Helen biked under a dark and dense thicket of treetops—oaks, poplars, and birches that had stood for as long as she could remember. After passing the embankment, she left the paved road and joined a narrow, sandy path that led downhill through shrubs and parkland. Many local bikers used this track instead of the main road. It led onto a dead-end street; on the left were full-grown hazels and hawthorns, and opposite them, two large houses. One was the sleek white villa belonging to Otto and Frank, and the other was Wildenbergh, the name immortalized in a mosaic on the façade.
Helen wheeled her bike up the driveway and pushed open the tall wooden gate between the house and the garage.
She parked her bike by the deck. Thom’s and Emma’s were already there, Emma’s schoolbag hanging from the rack by her handlebars. Helen sighed as she picked it up and walked through the back door into the house.
Thom hadn’t done much better with his bag—it was lying on the floor in the utility room. A little farther on lay Emma’s coat, three and a half pairs of shoes, an energy drink bottle, and a lunch
box. The TV in the kitchen was playing Comedy Central, interspersed with the tinny sound of music from a smartphone.
Helen raised her voice. “Hello? Are you going to clean up your things?”
No response.
She hung up her coat and entered the kitchen. “It’s not very nice to come home and find it looking like this, guys.” She made a show of placing Emma’s schoolbag on the dining table. “This was still on your bike.”
Emma glanced up from her laptop. She was wearing black eyeliner. “Did anybody die at the hospital today?”
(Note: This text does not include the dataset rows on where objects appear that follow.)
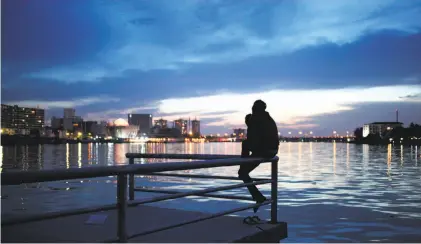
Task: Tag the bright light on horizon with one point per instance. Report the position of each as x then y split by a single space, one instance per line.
230 108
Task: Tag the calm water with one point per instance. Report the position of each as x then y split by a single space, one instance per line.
328 192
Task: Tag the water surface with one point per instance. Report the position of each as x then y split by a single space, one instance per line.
328 192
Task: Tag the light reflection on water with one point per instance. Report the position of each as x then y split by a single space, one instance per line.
327 191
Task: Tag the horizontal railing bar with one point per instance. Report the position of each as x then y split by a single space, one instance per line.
14 178
180 156
204 176
201 219
196 192
53 215
65 213
205 194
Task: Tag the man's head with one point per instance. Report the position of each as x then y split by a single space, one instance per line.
248 117
258 107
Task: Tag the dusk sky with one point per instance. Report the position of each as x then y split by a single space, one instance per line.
320 65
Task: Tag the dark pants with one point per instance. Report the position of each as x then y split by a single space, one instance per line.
245 169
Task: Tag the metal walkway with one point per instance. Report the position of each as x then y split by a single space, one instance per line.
136 222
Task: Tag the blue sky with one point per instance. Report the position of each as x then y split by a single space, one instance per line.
321 65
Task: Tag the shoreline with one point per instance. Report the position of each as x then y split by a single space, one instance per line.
27 140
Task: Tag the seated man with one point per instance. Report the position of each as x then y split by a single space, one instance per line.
262 141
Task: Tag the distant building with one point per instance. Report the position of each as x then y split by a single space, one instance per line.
379 127
22 119
89 127
157 132
121 129
56 123
69 113
161 123
143 121
181 125
240 133
195 125
73 124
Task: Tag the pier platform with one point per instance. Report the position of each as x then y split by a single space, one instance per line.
143 218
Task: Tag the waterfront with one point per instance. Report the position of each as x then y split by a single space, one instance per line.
327 191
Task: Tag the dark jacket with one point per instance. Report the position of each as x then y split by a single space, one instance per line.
262 133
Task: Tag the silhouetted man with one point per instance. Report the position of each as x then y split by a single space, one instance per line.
262 141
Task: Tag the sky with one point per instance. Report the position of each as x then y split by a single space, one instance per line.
320 65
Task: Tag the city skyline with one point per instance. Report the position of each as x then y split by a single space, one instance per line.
319 65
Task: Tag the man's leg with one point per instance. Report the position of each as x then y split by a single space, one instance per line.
243 174
245 149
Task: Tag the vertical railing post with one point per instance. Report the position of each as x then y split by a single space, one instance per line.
131 181
274 192
122 207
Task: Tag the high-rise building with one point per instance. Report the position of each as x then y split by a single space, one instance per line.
379 128
144 121
69 113
240 133
56 123
181 125
161 123
15 117
7 120
195 127
89 127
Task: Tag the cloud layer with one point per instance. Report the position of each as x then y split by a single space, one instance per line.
294 109
174 35
77 102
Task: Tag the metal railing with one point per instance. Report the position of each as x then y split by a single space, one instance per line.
157 169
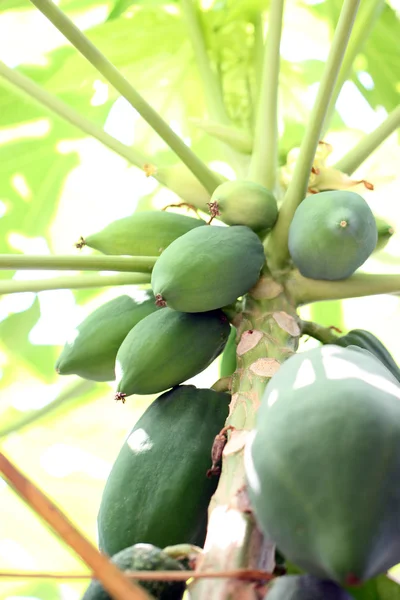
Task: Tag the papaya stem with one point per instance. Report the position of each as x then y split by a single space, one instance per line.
116 79
75 282
277 247
140 264
264 158
365 147
115 582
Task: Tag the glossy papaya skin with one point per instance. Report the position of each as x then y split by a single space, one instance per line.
305 587
157 491
92 352
245 203
167 348
145 233
331 235
143 557
208 268
368 341
323 464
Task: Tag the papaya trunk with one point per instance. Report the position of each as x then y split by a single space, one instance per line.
268 333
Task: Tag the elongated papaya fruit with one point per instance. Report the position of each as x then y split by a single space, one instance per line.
208 268
93 346
157 491
143 557
323 464
368 341
145 233
167 348
245 203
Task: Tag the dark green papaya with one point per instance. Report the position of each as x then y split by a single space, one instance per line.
305 587
368 341
157 491
145 233
208 268
143 557
93 346
331 235
324 461
167 348
245 203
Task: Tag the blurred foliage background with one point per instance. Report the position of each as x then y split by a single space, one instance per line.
57 184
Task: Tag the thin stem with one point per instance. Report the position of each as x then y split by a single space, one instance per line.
368 14
140 264
114 77
75 282
109 575
264 159
278 243
356 156
305 290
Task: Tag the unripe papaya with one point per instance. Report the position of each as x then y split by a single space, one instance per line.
305 587
323 464
331 235
208 268
93 347
145 233
157 491
143 557
245 203
167 348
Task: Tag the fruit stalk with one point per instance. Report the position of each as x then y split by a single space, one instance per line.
268 333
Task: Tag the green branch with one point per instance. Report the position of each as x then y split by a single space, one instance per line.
305 291
74 282
140 264
114 77
356 156
264 158
277 247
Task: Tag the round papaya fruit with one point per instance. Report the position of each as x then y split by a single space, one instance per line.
92 348
157 491
245 203
143 557
145 233
208 268
331 235
323 463
167 348
305 587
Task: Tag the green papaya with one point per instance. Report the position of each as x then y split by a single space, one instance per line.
305 587
208 268
145 233
92 348
368 341
167 348
143 557
157 491
331 235
245 203
323 463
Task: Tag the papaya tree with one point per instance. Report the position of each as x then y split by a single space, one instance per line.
279 481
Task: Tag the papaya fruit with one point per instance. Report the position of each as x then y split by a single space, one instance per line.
368 341
245 203
167 348
157 491
92 348
323 464
208 268
331 235
145 233
143 557
305 587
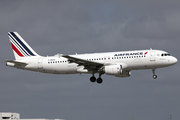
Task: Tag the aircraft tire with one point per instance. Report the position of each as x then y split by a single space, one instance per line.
154 76
99 80
93 79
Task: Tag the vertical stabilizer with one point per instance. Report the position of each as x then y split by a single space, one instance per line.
20 47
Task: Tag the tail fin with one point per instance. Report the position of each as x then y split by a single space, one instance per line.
20 47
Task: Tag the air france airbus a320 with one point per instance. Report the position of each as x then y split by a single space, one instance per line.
118 64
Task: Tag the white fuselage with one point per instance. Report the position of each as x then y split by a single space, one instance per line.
131 60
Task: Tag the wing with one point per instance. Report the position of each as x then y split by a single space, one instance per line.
16 62
89 65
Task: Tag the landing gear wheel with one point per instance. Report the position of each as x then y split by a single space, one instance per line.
93 79
154 76
99 80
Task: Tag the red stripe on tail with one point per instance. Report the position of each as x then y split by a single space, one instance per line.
17 51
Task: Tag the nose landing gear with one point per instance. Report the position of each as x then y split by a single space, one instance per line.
154 75
98 80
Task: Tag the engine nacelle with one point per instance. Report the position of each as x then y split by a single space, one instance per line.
117 70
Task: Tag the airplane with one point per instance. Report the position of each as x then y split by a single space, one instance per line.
118 64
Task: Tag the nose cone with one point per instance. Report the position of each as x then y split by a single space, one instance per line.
174 60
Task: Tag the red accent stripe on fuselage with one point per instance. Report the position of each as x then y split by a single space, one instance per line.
17 51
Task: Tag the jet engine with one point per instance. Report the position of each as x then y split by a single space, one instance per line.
117 70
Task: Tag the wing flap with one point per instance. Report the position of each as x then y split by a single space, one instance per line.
89 65
16 62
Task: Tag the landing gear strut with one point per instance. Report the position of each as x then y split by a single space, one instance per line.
93 79
154 75
99 80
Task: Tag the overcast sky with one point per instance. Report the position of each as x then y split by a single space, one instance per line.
68 26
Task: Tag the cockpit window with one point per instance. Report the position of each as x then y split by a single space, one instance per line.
165 54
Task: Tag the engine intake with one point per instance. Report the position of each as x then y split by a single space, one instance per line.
117 70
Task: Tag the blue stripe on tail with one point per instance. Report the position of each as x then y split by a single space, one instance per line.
22 44
18 45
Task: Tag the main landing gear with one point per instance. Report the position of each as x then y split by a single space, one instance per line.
154 76
98 80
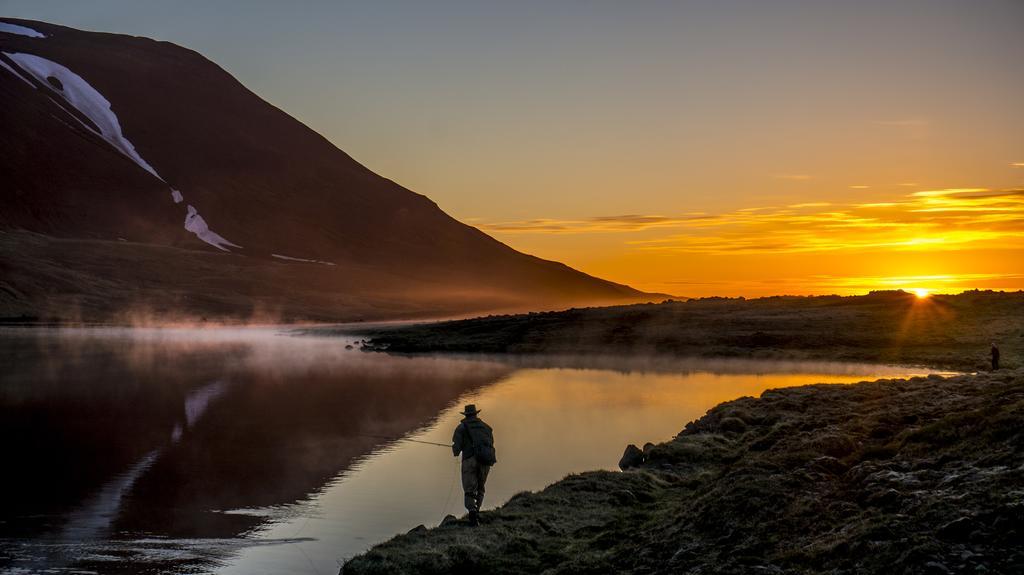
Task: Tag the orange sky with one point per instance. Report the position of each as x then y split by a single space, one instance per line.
720 147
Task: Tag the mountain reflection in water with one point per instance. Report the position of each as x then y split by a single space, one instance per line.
247 450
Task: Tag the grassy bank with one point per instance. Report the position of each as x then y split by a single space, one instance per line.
918 476
950 332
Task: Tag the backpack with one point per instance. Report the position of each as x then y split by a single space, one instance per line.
481 441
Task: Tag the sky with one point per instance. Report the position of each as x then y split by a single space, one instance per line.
694 148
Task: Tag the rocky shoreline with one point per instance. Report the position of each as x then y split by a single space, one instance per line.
894 476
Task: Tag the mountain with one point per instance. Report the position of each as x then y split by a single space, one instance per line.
138 177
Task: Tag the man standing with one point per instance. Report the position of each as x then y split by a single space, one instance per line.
475 441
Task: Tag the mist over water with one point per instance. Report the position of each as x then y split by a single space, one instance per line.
250 450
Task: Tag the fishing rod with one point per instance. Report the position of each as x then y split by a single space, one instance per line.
403 439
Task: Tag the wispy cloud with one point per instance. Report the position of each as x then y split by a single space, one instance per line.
949 219
907 123
824 283
597 224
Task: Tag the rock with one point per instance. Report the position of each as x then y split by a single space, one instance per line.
732 425
936 568
449 520
632 457
827 465
625 497
957 529
888 499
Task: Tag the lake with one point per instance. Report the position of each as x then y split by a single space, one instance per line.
255 450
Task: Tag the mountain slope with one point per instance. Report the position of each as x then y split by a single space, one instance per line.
115 139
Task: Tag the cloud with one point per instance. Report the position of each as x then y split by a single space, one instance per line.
597 224
909 123
947 219
823 283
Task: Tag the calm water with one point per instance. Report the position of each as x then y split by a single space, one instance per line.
254 451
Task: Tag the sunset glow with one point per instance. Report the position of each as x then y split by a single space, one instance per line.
686 148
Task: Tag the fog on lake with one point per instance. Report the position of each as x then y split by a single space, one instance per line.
254 450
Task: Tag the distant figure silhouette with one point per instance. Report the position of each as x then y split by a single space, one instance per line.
475 441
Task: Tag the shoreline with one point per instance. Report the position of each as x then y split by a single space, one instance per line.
924 475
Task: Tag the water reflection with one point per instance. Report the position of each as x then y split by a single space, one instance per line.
247 451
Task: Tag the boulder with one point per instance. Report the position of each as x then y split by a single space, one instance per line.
632 457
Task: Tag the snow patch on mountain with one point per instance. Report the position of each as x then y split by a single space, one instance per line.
16 75
86 99
196 224
20 30
291 259
79 93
“I expect so, but not in my department.”
Emma looked back at her screen. She had begun using makeup when she started junior high, but she wasn’t very proficient. There were clumps of mascara on her eyelashes and dark smudges under her eyes.
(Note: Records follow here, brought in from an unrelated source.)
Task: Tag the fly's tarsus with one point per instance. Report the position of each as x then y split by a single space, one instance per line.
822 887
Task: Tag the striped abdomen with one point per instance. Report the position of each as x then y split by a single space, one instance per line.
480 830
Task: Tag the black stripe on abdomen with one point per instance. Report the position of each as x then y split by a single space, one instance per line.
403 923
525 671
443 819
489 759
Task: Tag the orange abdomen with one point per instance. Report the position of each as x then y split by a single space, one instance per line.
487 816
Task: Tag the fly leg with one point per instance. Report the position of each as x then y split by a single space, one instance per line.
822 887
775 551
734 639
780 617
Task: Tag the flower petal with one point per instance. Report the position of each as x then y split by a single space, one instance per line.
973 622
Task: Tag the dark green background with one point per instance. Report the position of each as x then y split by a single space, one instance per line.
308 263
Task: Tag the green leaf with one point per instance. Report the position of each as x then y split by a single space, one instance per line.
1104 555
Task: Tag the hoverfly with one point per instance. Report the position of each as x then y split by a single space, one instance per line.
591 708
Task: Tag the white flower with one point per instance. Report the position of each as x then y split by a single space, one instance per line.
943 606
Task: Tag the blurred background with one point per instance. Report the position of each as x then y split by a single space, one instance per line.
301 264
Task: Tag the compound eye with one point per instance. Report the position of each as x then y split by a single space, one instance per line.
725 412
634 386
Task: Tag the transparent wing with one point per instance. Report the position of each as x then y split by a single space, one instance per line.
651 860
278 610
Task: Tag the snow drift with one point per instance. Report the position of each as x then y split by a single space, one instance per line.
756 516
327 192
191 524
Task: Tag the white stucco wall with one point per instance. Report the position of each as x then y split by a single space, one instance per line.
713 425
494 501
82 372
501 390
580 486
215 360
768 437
Helen wanted to mention it but bit her tongue in time. Living in a house full of teenagers was like walking through a minefield. “Where’s Thom?”
Emma shrugged.
“Don’t you have any homework?”
“Just an exam on Monday.” Emma divided her attention between her laptop and her cell phone. Her thumb glided across the cracked screen.
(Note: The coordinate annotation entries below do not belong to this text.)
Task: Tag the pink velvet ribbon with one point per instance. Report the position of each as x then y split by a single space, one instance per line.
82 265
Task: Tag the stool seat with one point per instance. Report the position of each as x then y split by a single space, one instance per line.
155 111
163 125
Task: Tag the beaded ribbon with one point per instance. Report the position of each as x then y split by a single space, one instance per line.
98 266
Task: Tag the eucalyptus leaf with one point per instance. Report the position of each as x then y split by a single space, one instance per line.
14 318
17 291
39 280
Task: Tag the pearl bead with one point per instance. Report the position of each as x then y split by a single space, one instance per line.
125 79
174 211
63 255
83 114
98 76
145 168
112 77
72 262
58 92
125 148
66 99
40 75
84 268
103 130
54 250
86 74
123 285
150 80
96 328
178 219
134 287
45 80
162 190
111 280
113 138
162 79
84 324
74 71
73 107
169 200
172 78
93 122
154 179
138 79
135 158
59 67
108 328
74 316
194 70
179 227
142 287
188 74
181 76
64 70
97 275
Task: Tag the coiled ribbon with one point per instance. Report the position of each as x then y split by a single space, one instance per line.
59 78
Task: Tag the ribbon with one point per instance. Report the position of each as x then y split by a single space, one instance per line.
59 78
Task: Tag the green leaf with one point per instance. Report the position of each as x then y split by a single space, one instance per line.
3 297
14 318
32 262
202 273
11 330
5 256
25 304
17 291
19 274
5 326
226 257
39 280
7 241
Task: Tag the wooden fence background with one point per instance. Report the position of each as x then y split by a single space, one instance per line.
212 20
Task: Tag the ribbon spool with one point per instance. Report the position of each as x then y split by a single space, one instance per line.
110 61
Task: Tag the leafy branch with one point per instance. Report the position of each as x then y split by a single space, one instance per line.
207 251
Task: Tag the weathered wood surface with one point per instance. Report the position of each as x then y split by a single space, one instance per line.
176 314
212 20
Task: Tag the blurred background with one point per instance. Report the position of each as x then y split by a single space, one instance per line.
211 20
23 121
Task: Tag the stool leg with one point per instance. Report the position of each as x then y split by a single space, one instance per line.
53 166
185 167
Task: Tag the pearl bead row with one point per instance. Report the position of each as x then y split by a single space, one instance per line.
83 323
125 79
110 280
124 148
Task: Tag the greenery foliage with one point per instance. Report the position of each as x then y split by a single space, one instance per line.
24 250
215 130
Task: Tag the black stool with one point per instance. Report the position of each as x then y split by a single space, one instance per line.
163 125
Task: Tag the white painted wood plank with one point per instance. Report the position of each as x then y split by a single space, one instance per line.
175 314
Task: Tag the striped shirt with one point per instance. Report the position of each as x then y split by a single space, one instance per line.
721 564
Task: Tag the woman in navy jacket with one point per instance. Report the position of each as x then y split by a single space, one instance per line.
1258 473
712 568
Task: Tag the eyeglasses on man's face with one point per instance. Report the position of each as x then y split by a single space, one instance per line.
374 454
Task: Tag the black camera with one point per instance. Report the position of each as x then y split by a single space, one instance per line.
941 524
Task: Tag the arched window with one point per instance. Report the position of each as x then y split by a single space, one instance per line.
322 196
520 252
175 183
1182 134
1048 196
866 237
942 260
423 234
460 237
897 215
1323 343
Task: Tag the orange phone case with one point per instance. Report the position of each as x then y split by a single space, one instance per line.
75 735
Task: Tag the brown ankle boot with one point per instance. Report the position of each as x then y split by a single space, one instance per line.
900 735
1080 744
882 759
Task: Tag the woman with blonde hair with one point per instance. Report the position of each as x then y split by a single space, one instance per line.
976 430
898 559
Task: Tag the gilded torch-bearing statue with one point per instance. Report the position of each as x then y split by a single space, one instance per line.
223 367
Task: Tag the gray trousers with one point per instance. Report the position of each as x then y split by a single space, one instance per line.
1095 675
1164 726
Thom walked into the kitchen. “Hey, Mom,” he said, and wrapped his arms around her.
Helen kissed the top of his head and tousled his soft, reddish curls. Her friends’ sons had all grown distant overnight, but Thom had remained his old cuddly self, even though he was already fifteen and shaving twice a week.
“Sara stole my charger,” said Thom.
“Borrowed,” Helen corrected him.
Thom let her go. “If I don’t ask for it, I won’t get it back. That’s called stealing. And now she’s probably at Jackie’s place again, right?”
Helen nodded. Her elder daughter—who had turned seventeen this summer—had biked straight to her best friend’s after school and would spend the night there. Helen assumed she wouldn’t see Sara again until Sunday evening; the girl treated Wildenbergh like some kind of all-inclusive resort. She was planning to study in Leiden next year, and then she’d come back only on weekends to have her laundry done. Helen didn’t want to think about it too much.
“Mom, I want a tattoo as well,” came a voice from behind the laptop.
Helen looked up in surprise.
Emma gestured over the right-hand side of her body. “Around here, a branch with pink and red flowers.”
“That sounds great.”
Emma’s face veered between disbelief and joy. “Oh, Mom, really?”
“Sure, why not? Maybe you could get a snake on your neck too—it’d be so cool, all the way up to here . . .” She drew a line with her index finger from her cleavage to behind her ear.